The thing that remains clear is whether the added financial motivation, that enrollees in consumer-directed plans have to use more information about quality of care will be enough to overcome the other challenges that appear in the attempts to provide that information. Technological advancements in health information and electronic medical records development can improve progress on those fronts. For instance, electronic medical records will make it easier to gather data regarding the care results, even there can be the ethical conflict between protecting patients’ privacy and gathering more information. But those developments would also gather information that can useful to conventional health plans for determination which providers to include in their networks and which treatments to cover for particular conditions. Therefore, the influence that improved information regarding the care quality can have on efficiency of consumer-directed and conventional health plans and on the relative costs is indefinite.
5. Consumer Directed Health Plans and International Community
HSAs are a comparatively new idea in the United States, so it is very surprising to find out that another nation already had experience in this sphere. HSAs have penetrated deeply into the market of South Africa for long enough period of time so that it was possible to examine some of the results. The major part of the population has publicly funded insurance, because it is able to pay for it. Around 15% of the population has private insurance, the main part of which is HSA-style plans. Discovery Health is the major HSA provider, had a huge success offering HSA plans and had the price of its stock almost doubled in a year. President Bush made the proposal to make HSA's easier to purchase, and therefore it is essential to look at the experience of other country with them. The example of South Africa is very vivid. The introduction HSAs lead to some results that were complete unexpected and that changed the structure of the insurance system of the country. David Adler from the New Republic that investigated the effect of HSAs in South Africa wrote the following: “The South African story, then, is a move from a noncompetitive insurance environment to a competitive one, but the competition wasn't by hospitals to provide the best or cheapest care, but rather among insurers to get the healthiest patients. Consumer-driven plans are central to this process, because they are ideal for "risk-selecting" the young and fit, who have flocked to the new plans. Not in need of expensive medical care, the healthy could watch their account balances grow, leaving the truly sick behind in traditional plans”.

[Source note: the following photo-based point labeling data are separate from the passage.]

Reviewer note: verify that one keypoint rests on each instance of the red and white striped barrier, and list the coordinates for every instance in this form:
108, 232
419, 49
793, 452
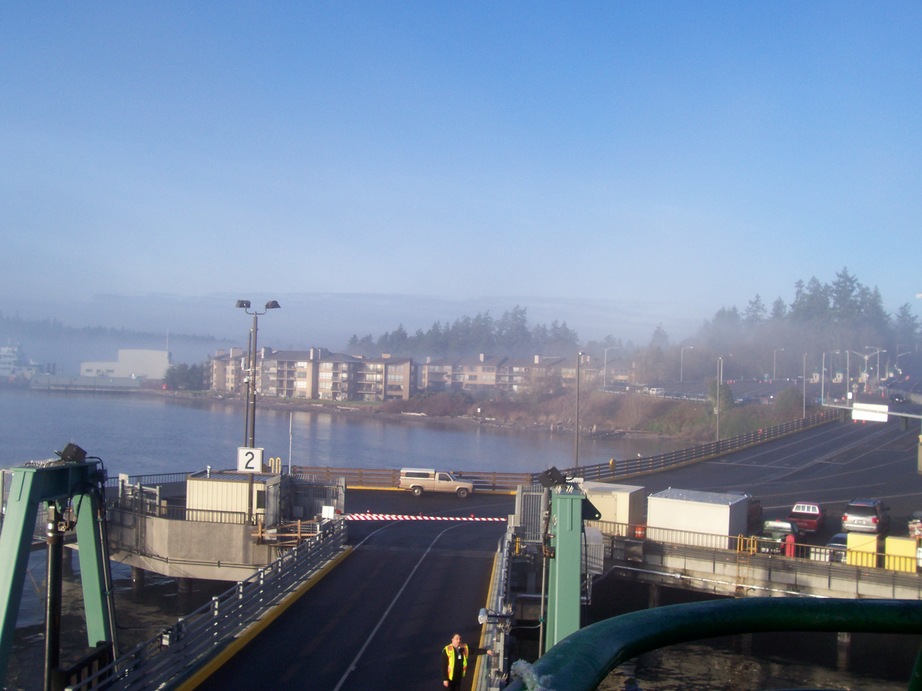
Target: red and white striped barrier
407, 517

Luckily, South Africa will make necessary steps to keep insurance companies from this practice. The Wall Street Journal wrote on this issue: “Starting in about a year, companies whose insured populations are disproportionately filled with the young and healthy will have to pay a penalty”. South Africa lost strategic control over the process. And the situation is getting worse, as health plans do not contain prices. The nation is experiencing rising costs, especially plan administrative costs.
6. Conclusion
In the conclusion I would like to summarize that even though the consumer directed health plans are relatively new, research results that they will decrease price and increase quality of the provided services, but the substantial period of time should pass to observe the results.